Winner Take Some

I still haven’t decided who I’m going to vote for in the New York primary next month.

I watched both the Republican and the Democratic debates last night. I watched the former for entertainment and the latter for information. I thought Obama and Clinton both acquitted themselves well. Edwards doesn’t seem to have much of a message other than “powerful people stand in your way,” and I’m sorry, but anger isn’t a plan.

One thing to keep in mind is that unlike in the general election in November, most Democratic presidential primaries are not winner-take-all; delegates are assigned somewhat proportionally to the vote the candidates receive. Therefore, if your favorite candidate isn’t polling among the top two candidates, you shouldn’t worry that you’d be throwing away your vote on that candidate or casting a spoiler vote.

Still – I honestly don’t know who I support.

4 thoughts on “Winner Take Some

  1. Edwards doesn’t seem to have much of a message other than “powerful people stand in your way,” and I’m sorry, but anger isn’t a plan.

    Jeff, I’m sorry that I’m already backpedaling on my comments about having to watch my temper…but are you fucking paying attention? Edwards has the most detailed and realistic proposals on most issues.

    And anger is a plan if it translates into a willingness to actually play hardball. Much of the trouble with Congress as it stands is that its members are not angry enough–they don’t actually care whether their jobs get done or not. Edwards cares, genuinely. Clinton cares (if only because gridlock would reflect poorly on her). Don’t know whether Obama does or not; I’m just hopeful that he’d get a big enough majority that the effort to get things done won’t be quite so Herculean.

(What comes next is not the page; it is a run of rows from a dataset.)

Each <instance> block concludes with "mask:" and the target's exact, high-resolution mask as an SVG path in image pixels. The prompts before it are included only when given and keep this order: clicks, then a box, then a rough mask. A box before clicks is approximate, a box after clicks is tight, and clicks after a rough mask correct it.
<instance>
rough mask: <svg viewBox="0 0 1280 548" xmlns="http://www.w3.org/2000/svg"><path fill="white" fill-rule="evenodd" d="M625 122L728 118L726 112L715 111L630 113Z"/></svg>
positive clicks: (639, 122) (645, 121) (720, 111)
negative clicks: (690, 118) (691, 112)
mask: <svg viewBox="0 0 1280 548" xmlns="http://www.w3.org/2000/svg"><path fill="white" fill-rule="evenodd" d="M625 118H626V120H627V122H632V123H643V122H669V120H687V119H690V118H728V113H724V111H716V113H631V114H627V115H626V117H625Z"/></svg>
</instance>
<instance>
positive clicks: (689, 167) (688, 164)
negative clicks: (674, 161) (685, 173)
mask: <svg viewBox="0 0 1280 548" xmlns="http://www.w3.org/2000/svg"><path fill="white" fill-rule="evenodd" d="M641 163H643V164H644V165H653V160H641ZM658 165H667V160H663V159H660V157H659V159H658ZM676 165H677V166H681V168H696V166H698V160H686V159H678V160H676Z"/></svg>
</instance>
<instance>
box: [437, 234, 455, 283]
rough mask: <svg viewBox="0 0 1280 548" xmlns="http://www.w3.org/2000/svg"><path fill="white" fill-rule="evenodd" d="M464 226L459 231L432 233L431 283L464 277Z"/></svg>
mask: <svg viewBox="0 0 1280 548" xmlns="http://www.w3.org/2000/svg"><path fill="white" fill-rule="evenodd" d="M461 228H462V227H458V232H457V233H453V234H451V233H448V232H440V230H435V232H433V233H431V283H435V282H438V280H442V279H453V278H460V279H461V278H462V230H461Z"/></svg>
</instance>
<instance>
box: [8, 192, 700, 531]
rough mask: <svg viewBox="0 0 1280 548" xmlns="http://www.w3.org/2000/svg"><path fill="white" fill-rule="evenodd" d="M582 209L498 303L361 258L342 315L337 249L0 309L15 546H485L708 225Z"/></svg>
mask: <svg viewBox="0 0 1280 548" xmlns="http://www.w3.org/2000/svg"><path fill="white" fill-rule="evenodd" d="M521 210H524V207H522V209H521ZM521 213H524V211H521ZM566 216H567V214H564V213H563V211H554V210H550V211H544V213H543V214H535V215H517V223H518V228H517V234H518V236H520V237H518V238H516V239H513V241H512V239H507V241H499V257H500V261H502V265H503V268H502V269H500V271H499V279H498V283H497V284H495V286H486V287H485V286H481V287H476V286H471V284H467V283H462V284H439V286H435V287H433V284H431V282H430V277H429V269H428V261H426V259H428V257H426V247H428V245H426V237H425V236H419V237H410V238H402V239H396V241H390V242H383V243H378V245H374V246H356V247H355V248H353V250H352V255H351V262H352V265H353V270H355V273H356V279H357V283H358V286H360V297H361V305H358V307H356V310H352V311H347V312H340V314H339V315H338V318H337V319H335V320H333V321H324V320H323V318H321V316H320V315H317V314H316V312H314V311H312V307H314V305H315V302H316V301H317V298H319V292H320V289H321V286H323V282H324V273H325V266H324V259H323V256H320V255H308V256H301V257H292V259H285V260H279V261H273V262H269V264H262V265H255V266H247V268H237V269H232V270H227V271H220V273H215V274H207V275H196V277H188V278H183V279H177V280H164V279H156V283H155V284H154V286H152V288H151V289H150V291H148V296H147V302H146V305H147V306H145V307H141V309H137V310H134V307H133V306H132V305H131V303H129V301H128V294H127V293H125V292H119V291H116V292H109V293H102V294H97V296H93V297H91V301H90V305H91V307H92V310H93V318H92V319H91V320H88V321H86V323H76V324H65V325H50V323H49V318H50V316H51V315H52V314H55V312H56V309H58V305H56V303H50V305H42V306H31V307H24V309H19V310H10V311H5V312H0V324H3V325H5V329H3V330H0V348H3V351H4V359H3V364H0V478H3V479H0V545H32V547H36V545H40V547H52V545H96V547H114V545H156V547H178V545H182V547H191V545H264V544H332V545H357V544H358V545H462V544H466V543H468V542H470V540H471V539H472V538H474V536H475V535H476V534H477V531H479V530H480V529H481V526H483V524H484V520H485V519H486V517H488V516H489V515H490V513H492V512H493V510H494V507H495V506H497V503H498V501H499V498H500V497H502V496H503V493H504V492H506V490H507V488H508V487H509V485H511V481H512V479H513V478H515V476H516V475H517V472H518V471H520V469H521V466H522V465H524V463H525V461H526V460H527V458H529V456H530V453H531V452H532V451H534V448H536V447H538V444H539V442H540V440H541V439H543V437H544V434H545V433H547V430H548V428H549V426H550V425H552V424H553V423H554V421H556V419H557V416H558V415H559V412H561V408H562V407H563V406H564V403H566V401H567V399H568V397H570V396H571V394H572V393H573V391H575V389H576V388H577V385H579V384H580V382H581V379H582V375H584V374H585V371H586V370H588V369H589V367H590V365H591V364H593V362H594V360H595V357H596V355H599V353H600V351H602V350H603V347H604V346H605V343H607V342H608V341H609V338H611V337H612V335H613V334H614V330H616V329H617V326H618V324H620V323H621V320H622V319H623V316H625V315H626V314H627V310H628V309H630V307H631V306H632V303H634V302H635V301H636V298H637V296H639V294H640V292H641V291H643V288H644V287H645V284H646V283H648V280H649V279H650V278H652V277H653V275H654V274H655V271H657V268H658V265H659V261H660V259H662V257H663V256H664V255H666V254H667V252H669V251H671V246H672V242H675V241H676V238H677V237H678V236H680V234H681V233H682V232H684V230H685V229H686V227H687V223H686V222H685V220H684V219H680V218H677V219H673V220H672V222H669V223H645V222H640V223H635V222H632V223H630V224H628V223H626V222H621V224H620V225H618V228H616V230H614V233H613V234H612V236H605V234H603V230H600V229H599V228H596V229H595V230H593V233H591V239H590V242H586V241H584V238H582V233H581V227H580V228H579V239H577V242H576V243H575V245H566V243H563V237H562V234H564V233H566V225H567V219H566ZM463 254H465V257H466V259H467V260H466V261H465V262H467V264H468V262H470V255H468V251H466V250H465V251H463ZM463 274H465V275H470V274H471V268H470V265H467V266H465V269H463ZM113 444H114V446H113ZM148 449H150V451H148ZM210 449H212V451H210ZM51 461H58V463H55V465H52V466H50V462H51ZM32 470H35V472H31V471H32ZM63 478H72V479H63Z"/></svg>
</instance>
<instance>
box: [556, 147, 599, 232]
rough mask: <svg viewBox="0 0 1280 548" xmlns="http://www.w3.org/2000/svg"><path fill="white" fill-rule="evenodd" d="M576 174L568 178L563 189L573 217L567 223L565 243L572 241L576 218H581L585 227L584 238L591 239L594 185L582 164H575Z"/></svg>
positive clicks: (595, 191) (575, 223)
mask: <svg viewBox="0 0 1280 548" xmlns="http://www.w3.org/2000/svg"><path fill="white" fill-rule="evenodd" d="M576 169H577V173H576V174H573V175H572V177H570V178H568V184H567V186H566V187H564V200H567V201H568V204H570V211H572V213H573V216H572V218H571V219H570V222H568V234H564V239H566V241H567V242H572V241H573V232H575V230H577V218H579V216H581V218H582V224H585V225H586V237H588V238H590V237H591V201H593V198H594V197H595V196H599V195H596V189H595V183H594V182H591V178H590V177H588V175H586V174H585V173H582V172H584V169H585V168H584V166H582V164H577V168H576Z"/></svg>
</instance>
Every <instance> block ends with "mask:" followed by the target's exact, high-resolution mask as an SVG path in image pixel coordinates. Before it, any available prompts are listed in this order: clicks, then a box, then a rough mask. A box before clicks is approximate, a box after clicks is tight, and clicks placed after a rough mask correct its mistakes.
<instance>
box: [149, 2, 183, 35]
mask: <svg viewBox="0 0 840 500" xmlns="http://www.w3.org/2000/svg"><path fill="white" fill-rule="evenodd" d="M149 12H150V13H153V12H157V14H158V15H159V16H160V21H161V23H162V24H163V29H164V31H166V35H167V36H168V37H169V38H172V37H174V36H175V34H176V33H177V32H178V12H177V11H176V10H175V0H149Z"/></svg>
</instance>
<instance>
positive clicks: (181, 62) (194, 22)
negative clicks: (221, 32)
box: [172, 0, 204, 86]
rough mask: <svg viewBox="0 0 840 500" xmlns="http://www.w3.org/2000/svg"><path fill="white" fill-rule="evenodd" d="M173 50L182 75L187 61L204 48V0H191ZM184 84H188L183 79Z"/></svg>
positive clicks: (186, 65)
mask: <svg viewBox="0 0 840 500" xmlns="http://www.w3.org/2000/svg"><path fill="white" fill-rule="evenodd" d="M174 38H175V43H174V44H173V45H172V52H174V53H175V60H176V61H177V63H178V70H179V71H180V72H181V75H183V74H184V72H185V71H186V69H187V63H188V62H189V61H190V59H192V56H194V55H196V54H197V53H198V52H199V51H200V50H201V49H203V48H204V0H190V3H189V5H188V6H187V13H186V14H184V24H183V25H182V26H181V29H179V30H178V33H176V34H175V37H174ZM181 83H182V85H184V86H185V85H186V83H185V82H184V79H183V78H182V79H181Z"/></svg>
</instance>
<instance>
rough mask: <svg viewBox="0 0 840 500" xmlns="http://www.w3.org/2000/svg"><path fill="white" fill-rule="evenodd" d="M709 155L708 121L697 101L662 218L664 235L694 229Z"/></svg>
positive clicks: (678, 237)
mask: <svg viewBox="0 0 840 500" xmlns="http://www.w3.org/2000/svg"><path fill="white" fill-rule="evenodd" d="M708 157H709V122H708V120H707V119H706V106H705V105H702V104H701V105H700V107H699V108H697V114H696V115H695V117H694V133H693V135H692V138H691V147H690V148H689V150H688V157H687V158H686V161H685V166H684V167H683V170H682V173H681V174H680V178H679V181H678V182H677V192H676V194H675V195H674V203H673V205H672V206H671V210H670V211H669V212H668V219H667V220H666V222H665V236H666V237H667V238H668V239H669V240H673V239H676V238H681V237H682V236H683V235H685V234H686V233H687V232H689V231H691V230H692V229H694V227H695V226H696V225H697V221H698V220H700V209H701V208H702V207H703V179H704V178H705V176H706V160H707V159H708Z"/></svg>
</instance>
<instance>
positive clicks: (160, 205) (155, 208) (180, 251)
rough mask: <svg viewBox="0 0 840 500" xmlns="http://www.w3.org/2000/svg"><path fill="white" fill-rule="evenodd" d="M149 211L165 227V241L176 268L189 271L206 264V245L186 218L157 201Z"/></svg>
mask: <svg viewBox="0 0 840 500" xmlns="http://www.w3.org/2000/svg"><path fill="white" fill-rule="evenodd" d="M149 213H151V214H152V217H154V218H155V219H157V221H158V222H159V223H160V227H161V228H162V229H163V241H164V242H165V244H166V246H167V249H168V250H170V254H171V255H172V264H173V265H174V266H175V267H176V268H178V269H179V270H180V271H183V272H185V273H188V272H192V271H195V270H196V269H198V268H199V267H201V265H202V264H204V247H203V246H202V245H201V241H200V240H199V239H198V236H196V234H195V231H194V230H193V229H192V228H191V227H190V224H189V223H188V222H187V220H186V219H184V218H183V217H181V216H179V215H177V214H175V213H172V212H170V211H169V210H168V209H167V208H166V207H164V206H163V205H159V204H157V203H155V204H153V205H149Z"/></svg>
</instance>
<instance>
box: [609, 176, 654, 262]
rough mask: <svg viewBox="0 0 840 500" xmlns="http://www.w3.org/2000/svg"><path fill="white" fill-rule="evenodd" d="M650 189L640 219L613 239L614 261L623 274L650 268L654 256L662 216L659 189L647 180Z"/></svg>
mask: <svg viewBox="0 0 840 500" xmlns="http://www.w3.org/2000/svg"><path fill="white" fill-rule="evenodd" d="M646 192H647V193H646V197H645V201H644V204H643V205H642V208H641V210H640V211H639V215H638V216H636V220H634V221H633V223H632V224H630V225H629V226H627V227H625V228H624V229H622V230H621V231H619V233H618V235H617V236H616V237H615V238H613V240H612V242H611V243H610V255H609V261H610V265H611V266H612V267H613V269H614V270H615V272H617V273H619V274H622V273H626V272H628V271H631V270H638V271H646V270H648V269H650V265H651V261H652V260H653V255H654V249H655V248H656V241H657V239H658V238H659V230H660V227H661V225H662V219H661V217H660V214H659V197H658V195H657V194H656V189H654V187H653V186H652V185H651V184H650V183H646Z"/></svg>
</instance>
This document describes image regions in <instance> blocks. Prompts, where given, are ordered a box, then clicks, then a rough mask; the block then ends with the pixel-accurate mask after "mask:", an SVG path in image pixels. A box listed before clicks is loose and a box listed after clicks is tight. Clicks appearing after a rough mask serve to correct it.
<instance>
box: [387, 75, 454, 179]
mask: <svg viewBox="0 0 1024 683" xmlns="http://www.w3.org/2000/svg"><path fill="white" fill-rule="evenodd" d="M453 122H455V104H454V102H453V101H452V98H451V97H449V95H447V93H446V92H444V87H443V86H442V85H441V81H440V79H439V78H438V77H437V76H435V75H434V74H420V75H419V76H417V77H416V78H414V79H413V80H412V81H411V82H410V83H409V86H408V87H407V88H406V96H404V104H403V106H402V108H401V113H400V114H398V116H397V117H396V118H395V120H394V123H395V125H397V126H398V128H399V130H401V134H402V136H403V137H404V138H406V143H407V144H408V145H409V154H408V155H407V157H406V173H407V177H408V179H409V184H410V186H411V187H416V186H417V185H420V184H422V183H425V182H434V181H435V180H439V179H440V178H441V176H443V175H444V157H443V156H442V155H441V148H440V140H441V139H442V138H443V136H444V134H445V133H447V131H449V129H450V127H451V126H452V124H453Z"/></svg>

  2. Point taken. It’s just that during the debate, he pretty much said the same thing over and over. Maybe I’m just not used to seeing someone that passionate about the issues, or maybe his passion is so strong and he’s such a smooth speaker that it seems unreal. But I’ll take a second (er, third, fourth, fifth) look at him.

  3. I usually do not post such long responses, but since I could not link to this from The Economist (July 2007) I add the following for why Edwards might still be considered when you vote. And since you seem open to still thinking about the race in full I hope you will read the following in the spirit it is offered.

    He offers plenty of standard populist cant: lots of talk about “fairness”; rants against oil firms for price gouging and drug companies for rocketing health costs; and—this year’s favourite villain—anger at mortgage lenders for ripping off poor home-owners. (He calls it the “wild west of the credit industry, where…abusive and predatory lenders are robbing families blind.”) A recent speech decried an economy that rewarded “wealth not work”, a tax system that favoured the rich and a government that served only special interests. Yet for all that Mr Edwards is less a redistributionist firebrand than a big-government do-gooder. He is intent on helping the poor more than soaking the rich; his inspiration is Robert Kennedy, not Huey Long.

    Look beyond the unsubtle imagery, however, and Mr Edwards’s anti-poverty plan is an intriguing mix. His goals are bold—to cut America’s poverty rate of 12.6% by a third within a decade—but the means are mainstream. His policy arsenal includes expanding the Earned Income Tax Credit, a kind of negative income tax that tops up the earnings of poorer Americans; giving poor people “work bonds” to boost their saving; and providing 1m housing vouchers to help poor families move to better neighbourhoods. Policy wonks argue about whether these ideas, particularly housing vouchers, will work, but they could all have come from a centrist Democratic think-tank.

    The combination of bold goals and mainstream means is evident in two other Edwards plans: health care and energy reform. And it is why his campaign, regardless of its electoral fortunes, is shaping the Democratic race. Unable to dismiss his proposals as crazy radicalism, the other candidates have to be both bolder and more detailed than they would like.

    Consider health. Mr Edwards released his ideas for universal insurance in February, almost two years before election day. He steered clear of the approach favoured by the party’s left—a single-payer system, like Canada’s or Britain’s. Instead his plan has ingredients that were introduced in Massachusetts by Mitt Romney, now a Republican presidential candidate: an overhaul of insurance markets, subsidies to help poorer people pay their premiums, taxes on firms that do not provide health-care coverage for their workers, and a requirement that everyone should buy health insurance.

    His proposal does nod to the left: a government health scheme, akin to Medicare, would compete with private insurers, potentially opening the door to a single-payer system if everyone chose to join the public scheme. But it does not seem threateningly radical. As a result, it has become the standard against which other Democratic candidates are judged. Mr Obama, who recently released a paler version of the Edwards ideas, was criticised for not requiring people to buy health insurance.